Le cas Marivain : une exposition méconnue aux pesticides et ses conséquences

Classé dans la catégorie : Risques pour l'Homme au travail

Le cas de Laure Marivain illustre un drame lié à l'exposition professionnelle aux pesticides, hors du domaine agricole traditionnel. Fleuriste de profession, Laure a manipulé des fleurs coupées importées, fortement traitées par des substances souvent interdites en France, durant sa grossesse sans être informée des risques. En 2022, sa fille Emmy est décédée d'un cancer à l’âge de onze ans. Emmy est aujourd'hui la première enfant dont la mort a été reconnue par le Fonds d'indemnisation des victimes de pesticides, marquant un cas inédit.

Les sociologues Jean-Noël Jouzel et Giovanni Prete, spécialistes de l'exposition professionnelle aux pesticides, ont suivi le parcours de Laure Marivain. Ils soulignent le manque criant d'information et de prévention pour les professionnels comme les fleuristes. En effet, contrairement à l'agriculture, l'exposition aux pesticides dans d'autres secteurs, comme l'entretien des espaces verts ou le commerce de fleurs, est souvent négligée. Les études sur ce sujet sont rares, notamment en France, bien que certaines recherches européennes et belges aient montré des niveaux d'exposition non négligeables chez les fleuristes. En conséquence, peu de prévention est mise en place pour ces travailleurs, malgré la possibilité d'expositions indirectes, c’est-à-dire par contact avec des objets ou des produits contaminés.

Les pesticides, loin de rester confinés aux zones agricoles, circulent sous forme de résidus sur des produits importés, notamment les fleurs. Ces dernières ne sont soumises à aucune limite réglementaire en matière de résidus chimiques, contrairement aux produits alimentaires, ce qui pose un problème majeur de prévention et de santé publique. Il devient crucial de mener des recherches plus approfondies sur toute la chaîne d'exposition (transport, conditionnement) et de diffuser ces informations pour améliorer la protection des travailleurs.

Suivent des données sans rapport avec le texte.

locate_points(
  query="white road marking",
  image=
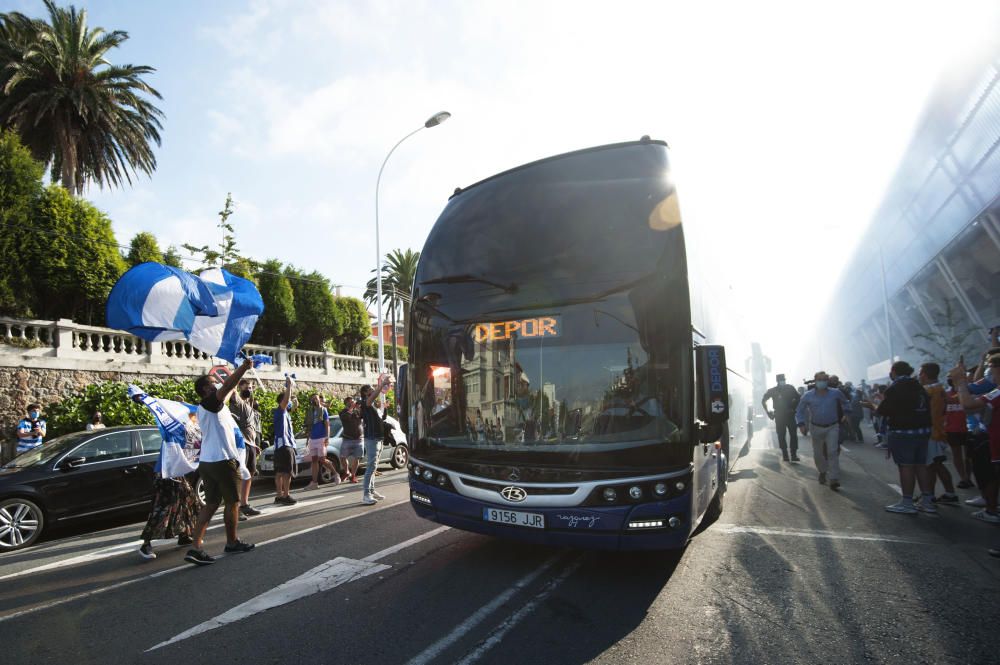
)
(808, 533)
(187, 566)
(324, 577)
(133, 545)
(437, 648)
(510, 622)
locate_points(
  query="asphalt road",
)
(792, 573)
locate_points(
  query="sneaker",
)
(903, 507)
(198, 558)
(987, 516)
(238, 547)
(946, 498)
(248, 510)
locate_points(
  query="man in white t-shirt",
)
(221, 465)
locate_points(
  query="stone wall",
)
(48, 361)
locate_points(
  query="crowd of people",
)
(929, 424)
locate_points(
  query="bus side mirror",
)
(402, 399)
(713, 384)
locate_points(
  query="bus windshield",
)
(551, 312)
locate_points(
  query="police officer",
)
(786, 400)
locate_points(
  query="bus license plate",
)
(515, 517)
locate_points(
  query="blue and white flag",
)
(215, 311)
(174, 422)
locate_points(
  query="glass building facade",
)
(937, 234)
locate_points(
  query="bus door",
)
(712, 414)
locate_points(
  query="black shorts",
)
(283, 459)
(956, 438)
(221, 481)
(252, 459)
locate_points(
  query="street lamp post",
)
(433, 121)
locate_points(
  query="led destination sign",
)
(546, 326)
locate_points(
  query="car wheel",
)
(325, 474)
(199, 490)
(400, 456)
(21, 523)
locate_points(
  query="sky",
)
(786, 121)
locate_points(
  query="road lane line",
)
(511, 622)
(323, 577)
(808, 533)
(187, 566)
(480, 615)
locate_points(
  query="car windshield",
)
(48, 451)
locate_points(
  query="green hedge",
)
(110, 398)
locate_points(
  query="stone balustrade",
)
(66, 345)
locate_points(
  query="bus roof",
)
(610, 146)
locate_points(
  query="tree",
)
(948, 339)
(228, 255)
(318, 319)
(357, 325)
(172, 257)
(143, 248)
(20, 186)
(277, 325)
(73, 109)
(398, 272)
(72, 258)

Le Fonds d'indemnisation des victimes de pesticides, créé en 2020, permet désormais d’indemniser non seulement les agriculteurs, mais aussi les enfants exposés in utero, comme Emmy. Cependant, ce fonds reste encore trop limité dans ses actions et ne propose pas d’indemnisation aussi complète que celle offerte aux victimes de l’amiante. Le cas de Laure Marivain a également mis en lumière les obstacles administratifs et psychologiques que rencontrent les familles non agricoles dans leurs démarches, ces dernières étant souvent freinées par un sentiment de culpabilité.

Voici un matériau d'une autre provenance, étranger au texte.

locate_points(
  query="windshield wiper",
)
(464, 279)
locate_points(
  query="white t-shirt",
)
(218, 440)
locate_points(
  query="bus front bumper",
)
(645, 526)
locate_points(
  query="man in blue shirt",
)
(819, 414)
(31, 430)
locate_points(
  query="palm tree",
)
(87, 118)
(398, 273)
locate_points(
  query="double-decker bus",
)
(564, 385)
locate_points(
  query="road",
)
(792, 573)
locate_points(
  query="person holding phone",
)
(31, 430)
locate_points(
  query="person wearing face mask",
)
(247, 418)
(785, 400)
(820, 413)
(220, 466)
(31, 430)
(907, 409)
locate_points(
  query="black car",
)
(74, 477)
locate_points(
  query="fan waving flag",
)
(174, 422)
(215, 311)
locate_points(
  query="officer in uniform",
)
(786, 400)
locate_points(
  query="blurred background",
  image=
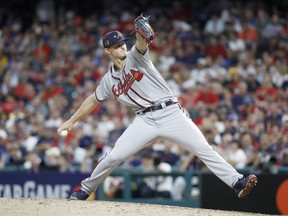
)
(225, 60)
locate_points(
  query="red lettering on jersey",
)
(128, 80)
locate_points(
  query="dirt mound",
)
(56, 207)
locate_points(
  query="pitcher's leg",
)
(136, 136)
(189, 136)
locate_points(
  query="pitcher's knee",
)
(113, 160)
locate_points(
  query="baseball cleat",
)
(243, 186)
(78, 195)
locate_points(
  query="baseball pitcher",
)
(133, 80)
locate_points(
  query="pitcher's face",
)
(119, 51)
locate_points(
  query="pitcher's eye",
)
(118, 45)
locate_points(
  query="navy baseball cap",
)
(112, 38)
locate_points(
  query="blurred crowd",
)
(226, 61)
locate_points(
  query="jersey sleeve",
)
(103, 91)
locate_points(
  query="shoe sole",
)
(252, 181)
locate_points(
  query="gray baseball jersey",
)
(138, 85)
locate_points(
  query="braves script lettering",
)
(128, 80)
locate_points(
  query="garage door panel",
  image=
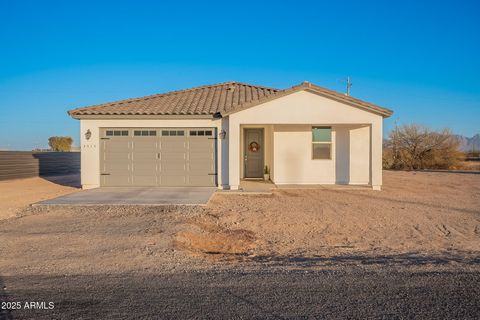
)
(116, 180)
(117, 167)
(144, 169)
(197, 156)
(116, 157)
(144, 157)
(198, 167)
(149, 160)
(144, 180)
(173, 180)
(119, 145)
(199, 181)
(173, 166)
(173, 156)
(146, 145)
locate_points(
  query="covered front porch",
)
(296, 155)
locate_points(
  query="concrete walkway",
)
(136, 196)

L’affaire Marivain souligne l’urgence d’améliorer la prévention et la reconnaissance des risques liés aux pesticides dans des professions autres que l’agriculture, afin de protéger les travailleurs et leurs familles.

Source : Exposition des fleuristes aux pesticides : « Ce qui nous a beaucoup surpris, c’est l’absence totale de prévention ».